In my writing career, I’ve learned that sometimes drafting a good piece involves disregarding everything you thought you knew about writing. Writers’ clichés such as “write what you know,” and “it isn’t what you say; it’s how you say it” are passed through the internet as wise writing adages, but they couldn’t be further from correct if you want to improve your professional writing.
1) Bigger isn’t better.
A lot of people think that good writers should show off their impressive vocabulary, but when it comes to writing, bigger isn’t better. No matter the writing style, good writing should be clear and concise, not verbose. Select the words that will be best suited to getting your point across, regardless of how long or fancy they are.
This is not only true of creative or academic writing—it particularly applies to the business world. Renowned advertising executive David Ogilvy warns us to “never use jargon words like reconceptualize, demassification, attitudinally, judgmentally. They are hallmarks of a pretentious ass.”
If that seems harsh, a former English professor of mine would have even added “thus” to such a list.
Here’s another useful tip from Ogilvy: “If you’re trying to persuade people to do something, or buy something, it seems to me you should use their language.” Good writing is persuasive writing, and persuasive writing makes your audience feel comfortable with you and trust you. Stuffy language can easily make your readers think you’re just putting on airs. If your audience doesn’t speak obtusely, you shouldn’t either. Whoever said bigger is better definitely couldn’t write.
2) Nobody cares what you believe.
This is an old favourite in cover letters, academic papers and sometimes even marketing copy. I don’t know why people love telling me about their beliefs; I really don’t care, and neither does anyone else. The word “believe,” written with the intention to soften a phrase and convey humility actually ends up turning a sentence into a non-statement:
I believe I would be a great candidate for the position.
We believe our company can serve you better.
I believe that this research proves my thesis.
These statements don’t mean anything to the reader. It would be much more convincing to say:
Due to my related experience, I am a great candidate for the position.
Your satisfaction with our company is guaranteed.
This research supports my thesis.
Pretentious writing will certainly cause you to lose your audience, but being overly humble comes off as unconfident at best and self-deprecating at worse. With a cringeworthy first impression like that, you lose your professional authority.
3) It isn’t how you say it. It’s what you say.
Perfection doesn’t exist in this world, and if you’ve written a masterpiece, it will be a masterpiece whether or not you decided to change “content” to “happy” to set the tone. What really matters is that you believe in what you’re selling. Intelligent readers will notice flowery but disingenuous text and feel irritated and cheated. The business-savvy are hypersensitive to fakeness. At the end of the day it is about what you say, so don’t stress over the little stuff and write with conviction.

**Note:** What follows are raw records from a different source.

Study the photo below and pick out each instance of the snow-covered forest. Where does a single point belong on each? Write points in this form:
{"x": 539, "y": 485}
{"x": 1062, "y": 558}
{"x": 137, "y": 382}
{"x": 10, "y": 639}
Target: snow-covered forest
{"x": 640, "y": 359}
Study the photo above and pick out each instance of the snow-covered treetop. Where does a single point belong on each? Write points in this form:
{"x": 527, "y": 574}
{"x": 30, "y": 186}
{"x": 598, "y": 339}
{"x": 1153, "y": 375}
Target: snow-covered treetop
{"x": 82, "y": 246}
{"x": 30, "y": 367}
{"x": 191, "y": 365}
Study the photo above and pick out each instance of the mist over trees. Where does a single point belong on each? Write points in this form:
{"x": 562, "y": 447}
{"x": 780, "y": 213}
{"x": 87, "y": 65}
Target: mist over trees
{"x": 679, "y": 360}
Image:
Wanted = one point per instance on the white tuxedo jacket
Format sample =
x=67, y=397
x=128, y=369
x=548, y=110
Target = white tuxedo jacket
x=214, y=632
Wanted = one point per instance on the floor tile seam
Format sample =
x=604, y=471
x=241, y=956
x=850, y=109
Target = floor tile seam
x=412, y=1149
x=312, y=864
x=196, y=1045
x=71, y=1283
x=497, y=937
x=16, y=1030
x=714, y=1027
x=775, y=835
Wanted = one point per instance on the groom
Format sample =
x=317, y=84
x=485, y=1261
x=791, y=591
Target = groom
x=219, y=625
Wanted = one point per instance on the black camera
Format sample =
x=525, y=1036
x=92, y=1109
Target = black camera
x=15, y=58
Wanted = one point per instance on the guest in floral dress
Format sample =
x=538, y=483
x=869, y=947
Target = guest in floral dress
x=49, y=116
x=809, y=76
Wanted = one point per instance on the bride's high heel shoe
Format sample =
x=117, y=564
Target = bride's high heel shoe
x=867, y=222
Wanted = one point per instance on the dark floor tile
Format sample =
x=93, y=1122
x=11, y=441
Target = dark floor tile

For those who don’t believe me, consider this story.
A couple of months ago, while vending at a book fair, I met a writer. He tried to participate in a challenge to write a short novel in a month, but he couldn’t finish it because he thought it was just too awful. It’s now been over a year, and he’s still trying to complete that same challenge. He keeps writing drafts, trashing them, and starting all over again. This isn’t a good trap to fall into, because as Hemingway said, “the first draft of anything is shit.” When we strive for perfection, we don’t get anything done.
There’s no need to stress if your first attempt at writing a cover letter, report, proposal, or even your first attempt at a book was less than perfect. Don’t trash it and give up because you don’t think you’ve found the perfect words yet; keep going. We grow from experience.
4) You will miss your deadline.
Sometimes, through no fault of your own, you’re going to miss your deadline. That’s life.
This will happen to everybody at least once, whether or not you consider yourself a writer. This could be a professional deadline (you need to send a draft to your boss before you leave work, your teacher expects the assignment by next week, or the application deadline for the job you’re eyeing closes at midnight). It could also be a personal, self-imposed deadline, like the writer I met who wanted to finish a novel in a month over a year ago. You’re human, and at some point in your life, you’re going to miss a deadline.
Rather than give yourself a massive headache trying to rework what doesn’t seem to be working, take a moment to step away from the text and clear your head. Sometimes everything seems easier after a cup of tea and a walk in the park.
5) Write what you don’t know.
Telling someone that they have to write what they know is a huge waste of their potential. Writing what you don’t know is a great way to learn and gain perspective. Why do you have to be an expert in the field to take up a new interest? Look at Joseph Michael Nicoletti for example, who makes $20,000 to $30,000 a month by teaching novelists to use Scrivener, an app for writing. He made the videos for his online course as he learned the features himself. Whether vlogging or blogging, the same advice applies.
So take a chance with your writing, and don’t be afraid to make mistakes and learn as you go. As long as your writing is clear, concise, and genuine, it will be persuasive. It really is that simple.